Occipital neuralgia and related headaches are often confused with cervical spine disease and tension and migraine headaches. Occipital neuragia is a stand-alone syndrome, which can respond to multimodal medical management, supplemented by occipital nerve blocks with local anesthetic and steroid. If the patient does respond to local anesthetic blocks, consideration should be given to pulsed radiofrequency ablation of the greater occipital nerve, ipsilaterally or bilaterally, as clinically indicated. Evidence in support of PRF as a safe and effective interventional treatment option for occipital neuralgia appears promising. Clinical studies to date have demonstrated sustained improvement in pain, quality of life, and adjuvant pain medication usage.
At Pain Spa Dr. Krishna is very experienced in interventional treatments. Dr. Krishna always performs occipital nerve block under ultrasound guidance for greater accuracy and improved safety.
The Greater occipital nerve (GON) arises from the dorsal primary ramus of the second cervical nerve with contribution from the third cervical nerve It supplies sensory innervation to the medial portion of the posterior scalp as far anterior as the vertex, while also supplying motor innervation to the semispinalis capitis. Although the course of the GON is described with much variability, the most common site for compression occurs where the nerve penetrates the aponeurosis of the trapezius.
The Lesser occipital nerve (LON) arises from the ventral primary ramus of the second cervical nerve with contribution from the third cervical nerve. The LON traverses superiorly along the posterior border of the sternocleidomastoid muscle, supplying cutaneous innervation to the lateral portion of the scalp and the cranial surface of the auricle.
Injections are generally avoided in patients with systemic infection or skin infection over puncture site, bleeding disorders or coagulopathy, allergy to local anaesthetics or any of the medications to be administered.
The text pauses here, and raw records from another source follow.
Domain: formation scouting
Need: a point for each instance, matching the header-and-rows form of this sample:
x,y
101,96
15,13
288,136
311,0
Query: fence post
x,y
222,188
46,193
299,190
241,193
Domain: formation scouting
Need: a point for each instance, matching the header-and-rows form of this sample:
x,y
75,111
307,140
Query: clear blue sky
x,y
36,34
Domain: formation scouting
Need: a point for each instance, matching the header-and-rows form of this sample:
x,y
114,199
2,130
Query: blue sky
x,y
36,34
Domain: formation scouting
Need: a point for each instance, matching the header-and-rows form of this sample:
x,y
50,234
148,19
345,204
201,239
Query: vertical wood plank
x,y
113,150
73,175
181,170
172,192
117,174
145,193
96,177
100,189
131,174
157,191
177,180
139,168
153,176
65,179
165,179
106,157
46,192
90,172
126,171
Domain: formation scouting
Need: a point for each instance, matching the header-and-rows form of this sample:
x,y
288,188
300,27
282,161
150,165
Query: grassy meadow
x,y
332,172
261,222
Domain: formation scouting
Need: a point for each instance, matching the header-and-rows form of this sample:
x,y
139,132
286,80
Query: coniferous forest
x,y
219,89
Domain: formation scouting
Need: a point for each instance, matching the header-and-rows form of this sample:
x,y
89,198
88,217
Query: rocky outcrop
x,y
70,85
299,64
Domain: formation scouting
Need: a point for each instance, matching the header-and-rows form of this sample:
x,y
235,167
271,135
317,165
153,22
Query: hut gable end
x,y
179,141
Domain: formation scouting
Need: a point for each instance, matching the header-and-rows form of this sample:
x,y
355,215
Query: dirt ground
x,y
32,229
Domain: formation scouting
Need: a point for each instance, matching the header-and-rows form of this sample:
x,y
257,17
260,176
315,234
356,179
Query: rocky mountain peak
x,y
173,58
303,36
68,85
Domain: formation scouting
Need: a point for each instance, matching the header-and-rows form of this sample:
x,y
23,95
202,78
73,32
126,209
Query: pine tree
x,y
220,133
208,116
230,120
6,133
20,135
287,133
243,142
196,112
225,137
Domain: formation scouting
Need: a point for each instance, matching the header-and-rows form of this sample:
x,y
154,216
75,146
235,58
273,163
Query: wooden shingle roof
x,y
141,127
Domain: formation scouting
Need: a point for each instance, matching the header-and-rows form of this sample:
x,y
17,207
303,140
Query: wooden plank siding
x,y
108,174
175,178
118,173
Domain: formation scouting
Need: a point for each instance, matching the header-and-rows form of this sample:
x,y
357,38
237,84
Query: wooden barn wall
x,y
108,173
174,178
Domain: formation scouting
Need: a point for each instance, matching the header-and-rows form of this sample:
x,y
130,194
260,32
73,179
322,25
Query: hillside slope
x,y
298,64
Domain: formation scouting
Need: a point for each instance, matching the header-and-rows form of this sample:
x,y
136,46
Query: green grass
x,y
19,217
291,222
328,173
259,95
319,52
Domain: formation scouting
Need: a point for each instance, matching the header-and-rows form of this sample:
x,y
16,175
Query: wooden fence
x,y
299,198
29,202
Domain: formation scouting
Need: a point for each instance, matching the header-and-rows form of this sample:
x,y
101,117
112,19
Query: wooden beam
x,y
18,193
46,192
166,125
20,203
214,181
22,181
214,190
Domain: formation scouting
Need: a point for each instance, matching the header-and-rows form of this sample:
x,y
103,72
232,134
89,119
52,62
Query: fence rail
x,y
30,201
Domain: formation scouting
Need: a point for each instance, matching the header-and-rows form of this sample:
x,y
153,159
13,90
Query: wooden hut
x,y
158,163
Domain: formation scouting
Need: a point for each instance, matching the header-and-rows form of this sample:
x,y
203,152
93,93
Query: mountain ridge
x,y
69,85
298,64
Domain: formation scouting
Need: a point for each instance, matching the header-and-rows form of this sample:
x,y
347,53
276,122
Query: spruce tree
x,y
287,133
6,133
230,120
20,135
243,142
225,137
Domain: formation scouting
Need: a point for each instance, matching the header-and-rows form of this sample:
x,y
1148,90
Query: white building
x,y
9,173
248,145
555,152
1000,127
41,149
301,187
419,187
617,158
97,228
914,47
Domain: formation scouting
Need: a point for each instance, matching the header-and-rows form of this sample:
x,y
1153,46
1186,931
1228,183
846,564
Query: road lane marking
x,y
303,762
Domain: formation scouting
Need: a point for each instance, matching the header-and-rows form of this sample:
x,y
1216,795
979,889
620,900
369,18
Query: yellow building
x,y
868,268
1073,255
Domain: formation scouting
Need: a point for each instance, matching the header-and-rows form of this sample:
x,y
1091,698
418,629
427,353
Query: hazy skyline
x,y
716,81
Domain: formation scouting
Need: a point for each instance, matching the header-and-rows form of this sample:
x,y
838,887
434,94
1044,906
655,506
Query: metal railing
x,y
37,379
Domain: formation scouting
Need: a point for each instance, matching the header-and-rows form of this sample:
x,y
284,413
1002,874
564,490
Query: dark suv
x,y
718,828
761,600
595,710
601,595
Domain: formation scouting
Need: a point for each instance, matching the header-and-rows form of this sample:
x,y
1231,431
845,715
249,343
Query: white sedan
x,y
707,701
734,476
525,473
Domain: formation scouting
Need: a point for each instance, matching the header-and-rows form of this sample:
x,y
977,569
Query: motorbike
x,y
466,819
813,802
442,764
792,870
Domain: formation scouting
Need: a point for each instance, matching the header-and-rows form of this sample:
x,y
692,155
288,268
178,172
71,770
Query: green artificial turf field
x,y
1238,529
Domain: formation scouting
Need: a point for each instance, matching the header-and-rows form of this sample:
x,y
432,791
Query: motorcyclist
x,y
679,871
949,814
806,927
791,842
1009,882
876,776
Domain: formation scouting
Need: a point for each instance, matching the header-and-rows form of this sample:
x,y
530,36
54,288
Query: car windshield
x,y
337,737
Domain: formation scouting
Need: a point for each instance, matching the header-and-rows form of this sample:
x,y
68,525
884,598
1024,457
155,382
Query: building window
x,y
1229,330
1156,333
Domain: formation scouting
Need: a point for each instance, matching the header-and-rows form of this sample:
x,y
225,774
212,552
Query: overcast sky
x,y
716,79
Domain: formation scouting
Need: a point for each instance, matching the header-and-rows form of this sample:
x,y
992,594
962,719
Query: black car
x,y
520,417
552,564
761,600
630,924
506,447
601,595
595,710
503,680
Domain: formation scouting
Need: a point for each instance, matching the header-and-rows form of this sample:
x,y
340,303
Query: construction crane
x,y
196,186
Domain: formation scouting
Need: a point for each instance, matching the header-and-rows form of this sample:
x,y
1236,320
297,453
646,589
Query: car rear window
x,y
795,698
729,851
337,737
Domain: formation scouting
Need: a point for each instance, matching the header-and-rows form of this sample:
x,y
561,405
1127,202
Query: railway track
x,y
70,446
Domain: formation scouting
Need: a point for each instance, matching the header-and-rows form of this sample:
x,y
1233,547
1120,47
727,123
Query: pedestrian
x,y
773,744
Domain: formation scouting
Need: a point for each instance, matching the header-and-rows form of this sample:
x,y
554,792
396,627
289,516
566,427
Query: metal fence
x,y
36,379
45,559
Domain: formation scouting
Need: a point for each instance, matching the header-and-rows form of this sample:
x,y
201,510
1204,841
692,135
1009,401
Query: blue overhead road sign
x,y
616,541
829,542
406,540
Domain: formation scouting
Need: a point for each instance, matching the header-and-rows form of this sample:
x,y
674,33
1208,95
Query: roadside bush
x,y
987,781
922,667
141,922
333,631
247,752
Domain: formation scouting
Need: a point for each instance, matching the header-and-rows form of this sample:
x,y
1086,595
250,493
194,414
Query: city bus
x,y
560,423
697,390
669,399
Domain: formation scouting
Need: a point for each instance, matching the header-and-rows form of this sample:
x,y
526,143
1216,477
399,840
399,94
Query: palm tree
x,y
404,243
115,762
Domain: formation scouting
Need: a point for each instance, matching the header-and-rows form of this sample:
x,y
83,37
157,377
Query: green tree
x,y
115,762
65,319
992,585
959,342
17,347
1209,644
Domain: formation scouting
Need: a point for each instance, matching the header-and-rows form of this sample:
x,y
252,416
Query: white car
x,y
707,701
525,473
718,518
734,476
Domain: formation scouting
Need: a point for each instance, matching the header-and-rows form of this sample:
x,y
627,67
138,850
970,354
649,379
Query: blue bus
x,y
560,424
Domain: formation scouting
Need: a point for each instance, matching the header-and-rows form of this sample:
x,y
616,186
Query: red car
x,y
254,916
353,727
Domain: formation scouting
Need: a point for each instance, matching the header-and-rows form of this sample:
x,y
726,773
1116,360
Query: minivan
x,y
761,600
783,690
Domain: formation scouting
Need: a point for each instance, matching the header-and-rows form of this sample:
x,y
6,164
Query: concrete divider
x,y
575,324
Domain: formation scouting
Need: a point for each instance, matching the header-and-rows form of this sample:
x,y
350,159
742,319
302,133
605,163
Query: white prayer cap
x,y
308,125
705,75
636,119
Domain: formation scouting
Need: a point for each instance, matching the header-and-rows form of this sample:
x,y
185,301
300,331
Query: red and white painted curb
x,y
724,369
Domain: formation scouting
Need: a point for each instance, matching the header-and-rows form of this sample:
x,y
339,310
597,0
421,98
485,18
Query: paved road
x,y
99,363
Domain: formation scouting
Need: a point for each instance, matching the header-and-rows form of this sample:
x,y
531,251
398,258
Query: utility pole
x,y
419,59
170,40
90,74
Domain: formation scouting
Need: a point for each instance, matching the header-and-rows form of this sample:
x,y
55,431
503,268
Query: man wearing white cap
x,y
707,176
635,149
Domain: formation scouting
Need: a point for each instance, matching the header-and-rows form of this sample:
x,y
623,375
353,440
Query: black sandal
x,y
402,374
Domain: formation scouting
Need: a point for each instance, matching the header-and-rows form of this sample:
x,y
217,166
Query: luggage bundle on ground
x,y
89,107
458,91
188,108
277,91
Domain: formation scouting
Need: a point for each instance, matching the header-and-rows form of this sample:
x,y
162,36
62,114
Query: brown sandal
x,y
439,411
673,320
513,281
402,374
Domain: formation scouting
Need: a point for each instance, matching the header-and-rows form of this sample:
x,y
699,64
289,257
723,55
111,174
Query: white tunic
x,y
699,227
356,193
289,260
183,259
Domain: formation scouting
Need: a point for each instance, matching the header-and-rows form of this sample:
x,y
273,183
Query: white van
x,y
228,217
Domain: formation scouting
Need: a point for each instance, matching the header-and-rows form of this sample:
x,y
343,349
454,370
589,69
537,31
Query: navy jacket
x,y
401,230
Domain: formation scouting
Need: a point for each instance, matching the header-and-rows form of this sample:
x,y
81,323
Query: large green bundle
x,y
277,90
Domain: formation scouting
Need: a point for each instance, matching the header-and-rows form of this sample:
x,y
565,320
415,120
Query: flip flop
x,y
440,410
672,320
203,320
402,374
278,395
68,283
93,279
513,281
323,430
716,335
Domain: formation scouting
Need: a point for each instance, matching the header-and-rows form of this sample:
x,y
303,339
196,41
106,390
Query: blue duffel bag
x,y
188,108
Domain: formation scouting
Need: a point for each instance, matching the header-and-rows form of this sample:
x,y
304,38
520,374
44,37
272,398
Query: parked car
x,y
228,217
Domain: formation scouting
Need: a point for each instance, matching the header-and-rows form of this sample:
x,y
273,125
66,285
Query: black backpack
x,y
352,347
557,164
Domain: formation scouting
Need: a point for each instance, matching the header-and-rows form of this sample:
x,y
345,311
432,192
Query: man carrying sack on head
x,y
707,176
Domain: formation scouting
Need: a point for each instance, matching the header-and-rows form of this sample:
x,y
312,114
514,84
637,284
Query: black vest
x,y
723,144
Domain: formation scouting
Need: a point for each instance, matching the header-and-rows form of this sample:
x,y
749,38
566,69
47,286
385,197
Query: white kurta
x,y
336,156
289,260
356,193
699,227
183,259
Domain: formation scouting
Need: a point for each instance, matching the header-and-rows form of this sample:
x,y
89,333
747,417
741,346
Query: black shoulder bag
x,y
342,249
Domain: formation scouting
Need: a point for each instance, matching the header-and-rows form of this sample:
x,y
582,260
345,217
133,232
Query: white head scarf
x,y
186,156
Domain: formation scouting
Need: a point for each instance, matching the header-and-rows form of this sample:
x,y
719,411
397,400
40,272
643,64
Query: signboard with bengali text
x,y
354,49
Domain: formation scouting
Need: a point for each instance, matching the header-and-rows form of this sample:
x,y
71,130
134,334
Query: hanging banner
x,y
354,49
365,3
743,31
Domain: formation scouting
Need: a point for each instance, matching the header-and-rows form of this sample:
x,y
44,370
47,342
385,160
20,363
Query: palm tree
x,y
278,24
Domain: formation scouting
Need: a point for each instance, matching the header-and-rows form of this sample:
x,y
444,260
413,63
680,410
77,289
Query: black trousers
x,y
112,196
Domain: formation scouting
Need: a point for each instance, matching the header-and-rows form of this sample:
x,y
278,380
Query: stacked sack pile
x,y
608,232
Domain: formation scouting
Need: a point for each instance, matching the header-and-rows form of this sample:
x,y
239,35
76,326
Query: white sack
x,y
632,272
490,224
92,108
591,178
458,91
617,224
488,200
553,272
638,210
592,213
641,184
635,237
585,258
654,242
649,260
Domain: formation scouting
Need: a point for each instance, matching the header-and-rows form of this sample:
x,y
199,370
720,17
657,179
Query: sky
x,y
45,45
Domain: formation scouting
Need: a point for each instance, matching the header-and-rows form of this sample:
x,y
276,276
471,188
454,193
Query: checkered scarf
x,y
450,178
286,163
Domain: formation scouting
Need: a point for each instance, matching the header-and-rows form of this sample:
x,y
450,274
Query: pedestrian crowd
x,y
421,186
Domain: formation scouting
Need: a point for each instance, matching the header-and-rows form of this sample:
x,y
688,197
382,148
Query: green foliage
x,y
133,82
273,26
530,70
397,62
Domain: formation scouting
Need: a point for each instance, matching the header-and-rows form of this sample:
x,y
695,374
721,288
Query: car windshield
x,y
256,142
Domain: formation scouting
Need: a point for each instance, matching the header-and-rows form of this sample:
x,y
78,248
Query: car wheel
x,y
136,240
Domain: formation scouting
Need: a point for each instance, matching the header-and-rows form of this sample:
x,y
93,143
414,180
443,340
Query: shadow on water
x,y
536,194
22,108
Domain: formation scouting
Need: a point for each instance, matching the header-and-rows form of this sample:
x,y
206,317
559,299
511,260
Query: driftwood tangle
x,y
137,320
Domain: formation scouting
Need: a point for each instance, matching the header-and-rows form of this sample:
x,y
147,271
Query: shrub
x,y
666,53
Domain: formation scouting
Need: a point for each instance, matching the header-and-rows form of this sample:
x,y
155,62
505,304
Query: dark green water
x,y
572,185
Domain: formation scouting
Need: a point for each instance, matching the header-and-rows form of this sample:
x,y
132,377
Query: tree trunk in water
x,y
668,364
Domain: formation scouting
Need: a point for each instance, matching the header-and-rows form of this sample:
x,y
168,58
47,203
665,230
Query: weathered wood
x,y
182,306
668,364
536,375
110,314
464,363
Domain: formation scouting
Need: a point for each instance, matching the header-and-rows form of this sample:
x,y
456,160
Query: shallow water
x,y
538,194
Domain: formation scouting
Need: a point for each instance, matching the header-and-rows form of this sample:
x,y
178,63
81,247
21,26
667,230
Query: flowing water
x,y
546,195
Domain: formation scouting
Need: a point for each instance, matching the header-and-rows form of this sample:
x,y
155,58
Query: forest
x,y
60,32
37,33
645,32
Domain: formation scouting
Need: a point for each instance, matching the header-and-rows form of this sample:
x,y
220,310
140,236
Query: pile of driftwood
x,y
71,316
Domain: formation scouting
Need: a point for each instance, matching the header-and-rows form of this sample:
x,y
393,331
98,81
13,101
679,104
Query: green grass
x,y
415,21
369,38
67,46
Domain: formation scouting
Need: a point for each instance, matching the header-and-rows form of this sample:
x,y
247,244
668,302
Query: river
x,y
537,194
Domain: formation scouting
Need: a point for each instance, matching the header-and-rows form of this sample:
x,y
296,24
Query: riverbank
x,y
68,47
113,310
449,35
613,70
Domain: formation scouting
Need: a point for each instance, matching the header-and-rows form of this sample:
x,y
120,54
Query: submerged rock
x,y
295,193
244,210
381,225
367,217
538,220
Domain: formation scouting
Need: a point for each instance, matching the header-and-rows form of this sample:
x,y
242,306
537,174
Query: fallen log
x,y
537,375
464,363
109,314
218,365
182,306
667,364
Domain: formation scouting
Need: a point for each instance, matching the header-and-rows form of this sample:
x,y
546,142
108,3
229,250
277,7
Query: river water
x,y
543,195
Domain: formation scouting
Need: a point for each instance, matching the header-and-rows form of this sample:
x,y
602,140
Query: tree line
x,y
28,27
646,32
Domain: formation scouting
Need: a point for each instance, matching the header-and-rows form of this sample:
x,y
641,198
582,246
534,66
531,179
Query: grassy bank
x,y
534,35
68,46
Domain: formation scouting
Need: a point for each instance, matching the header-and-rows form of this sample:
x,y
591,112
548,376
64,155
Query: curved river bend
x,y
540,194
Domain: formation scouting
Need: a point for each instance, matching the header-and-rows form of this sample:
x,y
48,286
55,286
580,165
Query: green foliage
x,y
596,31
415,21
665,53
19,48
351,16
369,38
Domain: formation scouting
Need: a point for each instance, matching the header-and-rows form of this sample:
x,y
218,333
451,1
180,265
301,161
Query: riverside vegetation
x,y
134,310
Pulsed radiofrequency ablation is contraindicated in patients with cardiac pacemaker or any neuromodulation implants.
The clinical application of pulsed radiofrequency (PRF) by interventional pain physicians for a variety of chronic pain syndromes, including occipital neuralgia, is growing. As a minimally invasive percutaneous technique with none to minimal neurodestruction and a favourable side effect profile, use of PRF as an interventional neuromodulatory chronic pain treatment is appealing.
The mechanism of action underlying the utility of PRF in interventional pain medicine is uncertain. Un- like conventional continuous radiofrequency ablation, whose pain relief effects are mediated through non-selective, temperature-dependent, neurodestruction, PRF is widely believed to act through a temperature- independent, neuromodulatory process, altering synaptic transmission and pain signaling via the emission of electric fields, with none to minimal resultant tissue destruction. Given the nondestructive nature of PRF, deafferentation pain—a feared complication of continuous radiofrequency ablation—is not a potential risk.
Patients who get temporary pain relief from occipital nerve blocks may be suitable for occipital nerve ablation procedure (pulsed radiofrequency treatment). This is likely to provide longer-term pain relief.
The procedure is done on an outpatient basis. The procedure is performed under ultrasound guidance to ensure the accuracy of needle placement. Specialized equipment including radiofrequency machine, probe, and RF needle is utilized to heat the nerve up to a temperature of 42°C. Generally local anaesthetic is injected around the nerve following nerve ablation. The local anaesthetic is responsible for immediate pain relief, whereas pulsed radiofrequency takes 4 to 6 weeks to provided sustained pain relief. Pain relief from pulsed radiofrequency ablation of the occipital nerve can last between 6 months to 24 months.
Complications are rare, particularly if the injections are performed using a precise needle-positioning technique. Possible complications include bruising, infection, hematoma, nerve injury and reaction to the injectates. Infection can be avoided with appropriate aseptic precautions. Severe allergic reactions to local anaesthetics are uncommon. Steroid injections may produce local reactions, occurring most often immediately after injection. These local reactions last for 24 to 48 hours and are relieved by application of ice packs. Post-procedural pain flare-up may occasionally occur and may be treated with painkillers. Neurological complications including paraesthesias and numbness have been described but are rare.